1. "Grift of the Magi"
Season 11, Episode 9
I know this is heresy – how dare I?!?! Everyone knows The Simpsons was never any good after Season 8…right? So how can their best Christmas episode possibly be during their "Silver Age"? The answer is… Funzo! And also an amazing appearance by Gary Coleman! Plus, one of my favorite things about The Simpsons is how it can start off being about one thing and then the final episode plot is totally off in a different direction (also true of "She of Little Faith" – from yaw control to Richard Gere). Such as. . .
The ozone hole attacks Springfield! So Milhouse takes refuge in the Simpsons' house, and he and Bart end up dressing up in Marge's clothes bouncing on the bed singing "Sisters are doing it for themselves!". Bart falls down and breaks his coccyx, leading the school to have to install wheelchair-accessible ramps to the school.
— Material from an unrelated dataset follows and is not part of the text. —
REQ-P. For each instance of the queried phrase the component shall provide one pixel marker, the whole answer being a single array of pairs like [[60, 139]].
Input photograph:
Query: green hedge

Fat Tony steps in to do the construction work, which isn't finished until Bart is all healed. Because of the considerable markup of Tony's mob construction work, they have to sell the school off to Kid First Industries, who end up using the kids as captive focus groups to design the hottest new toy.
Their toy ends up being Funzo, a dancing Furby (with firepower!!) who also destroys other toys. When the kids discover this evil plot, they break into the corporate headquarters to confront their teachers. Unable to convince them to give up their evil scheme, Bart, Lisa, and Homer take matters into their own hands. As the kids carol from house to house to distract everyone, Homer sneaks into their houses to steal their Funzos ("Now, let's see… this'll make three Christmases I saved versus eight I ruined… two were kind of a draw…"). As they destroy the Funzos in the tire fire, they are confronted by Coleman and discuss the ethics of their actions throughout the night, finally agreeing: "Let's just agree that the commercialization of Christmas is, at best, a mixed blessing." The episode ends with a voiceover explaining Mr. Burns was visited by three Christmas Ghosts, and Moe seeing what life would've been like without him, all enjoying a Christmas feast, and Coleman pronouncing, "What you talkin' about, everyone?"
Indeed, what you talkin' about…everyone.